Use the hub-based architecture to convert your datasets between annotation formats. The DM (Datamaker) format serves as the central hub, enabling bidirectional conversion with external formats like YOLO.

Overview

Dataset converters transform annotations between different ML framework formats. All conversions route through the DM format, simplifying the conversion matrix and ensuring consistent data handling.

At a Glance

FeatureValue
Hub FormatDM (Datamaker v1/v2)
ImplementedYOLO, COCO, Pascal VOC
Supported AnnotationsBounding box, Polygon, Keypoint, Segmentation
BidirectionalYes (DM ↔ YOLO, COCO, Pascal VOC)

Supported Formats

DatasetFormat enum defines all supported annotation formats.

from enum import StrEnum

class DatasetFormat(StrEnum):
DM_V1 = 'dm_v1' # Datamaker v1 format
DM_V2 = 'dm_v2' # Datamaker v2 format (default)
YOLO = 'yolo' # YOLO format
COCO = 'coco' # COCO format
PASCAL = 'pascal' # Pascal VOC format
FormatValueDescriptionStatus
DM_V1dm_v1Datamaker v1 schema (event-based)Implemented
DM_V2dm_v2Datamaker v2 schema (collection-based)Implemented
YOLOyoloYOLO detection/segmentation formatImplemented
COCOcocoCOCO JSON formatImplemented
PASCALpascalPascal VOC XML formatImplemented

Note: All converters use Pydantic models for type-safe data handling and validation.

Conversion Matrix

Source → TargetDM_V1DM_V2YOLOCOCOPASCAL
DM_V1-
DM_V2-
YOLO---
COCO---
PASCAL---

Converter Architecture

The converter system uses a hub-and-spoke architecture with DM format as the central hub.

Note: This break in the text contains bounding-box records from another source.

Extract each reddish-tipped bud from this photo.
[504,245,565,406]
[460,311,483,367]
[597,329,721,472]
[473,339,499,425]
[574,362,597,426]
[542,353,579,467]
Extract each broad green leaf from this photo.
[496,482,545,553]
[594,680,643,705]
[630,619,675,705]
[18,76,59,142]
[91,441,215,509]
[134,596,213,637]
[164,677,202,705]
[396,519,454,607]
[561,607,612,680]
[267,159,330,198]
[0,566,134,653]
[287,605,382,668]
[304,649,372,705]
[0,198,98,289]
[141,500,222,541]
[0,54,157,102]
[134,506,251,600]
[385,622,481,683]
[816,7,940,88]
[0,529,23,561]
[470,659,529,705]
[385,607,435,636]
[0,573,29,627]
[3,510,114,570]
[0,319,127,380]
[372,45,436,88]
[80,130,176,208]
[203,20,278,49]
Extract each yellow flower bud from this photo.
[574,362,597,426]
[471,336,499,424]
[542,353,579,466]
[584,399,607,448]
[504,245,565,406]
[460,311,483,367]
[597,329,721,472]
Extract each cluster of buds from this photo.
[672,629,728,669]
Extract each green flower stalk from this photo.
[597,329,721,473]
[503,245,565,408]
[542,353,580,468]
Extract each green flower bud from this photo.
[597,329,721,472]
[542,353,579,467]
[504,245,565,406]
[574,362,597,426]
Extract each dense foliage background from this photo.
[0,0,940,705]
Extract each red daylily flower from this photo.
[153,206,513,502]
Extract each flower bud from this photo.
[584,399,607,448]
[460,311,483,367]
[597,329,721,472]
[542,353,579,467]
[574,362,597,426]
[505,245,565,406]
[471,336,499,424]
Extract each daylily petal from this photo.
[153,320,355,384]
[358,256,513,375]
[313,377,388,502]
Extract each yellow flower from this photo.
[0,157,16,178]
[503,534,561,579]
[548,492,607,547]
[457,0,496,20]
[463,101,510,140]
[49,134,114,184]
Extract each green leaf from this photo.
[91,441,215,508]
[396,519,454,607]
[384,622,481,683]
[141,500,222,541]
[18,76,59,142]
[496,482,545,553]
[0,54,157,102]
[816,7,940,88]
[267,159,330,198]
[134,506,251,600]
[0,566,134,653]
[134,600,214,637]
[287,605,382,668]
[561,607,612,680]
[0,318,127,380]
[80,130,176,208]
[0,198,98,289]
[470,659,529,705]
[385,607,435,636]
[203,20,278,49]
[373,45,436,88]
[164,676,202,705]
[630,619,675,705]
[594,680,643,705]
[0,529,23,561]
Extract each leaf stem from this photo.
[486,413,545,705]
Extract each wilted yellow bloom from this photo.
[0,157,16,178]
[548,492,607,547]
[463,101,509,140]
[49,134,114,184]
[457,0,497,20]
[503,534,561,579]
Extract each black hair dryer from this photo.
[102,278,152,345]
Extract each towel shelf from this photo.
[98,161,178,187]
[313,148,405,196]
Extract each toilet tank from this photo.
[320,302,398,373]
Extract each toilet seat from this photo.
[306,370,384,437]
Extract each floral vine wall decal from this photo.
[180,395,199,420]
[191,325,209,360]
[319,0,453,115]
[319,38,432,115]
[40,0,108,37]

  1. DM Hub: All external formats convert to/from DM format
  2. Bidirectional: Each format pair supports both directions
  3. Version Support: DM v1 and v2 schemas are both supported

Class Hierarchy

class BaseConverter:
"""Abstract base class for all converters."""
def convert(self) -> Any: ...
def save_to_folder(self, output_dir: str | Path) -> None: ...
def convert_single_file(self, data: Any, original_file: IO, **kwargs) -> Any: ...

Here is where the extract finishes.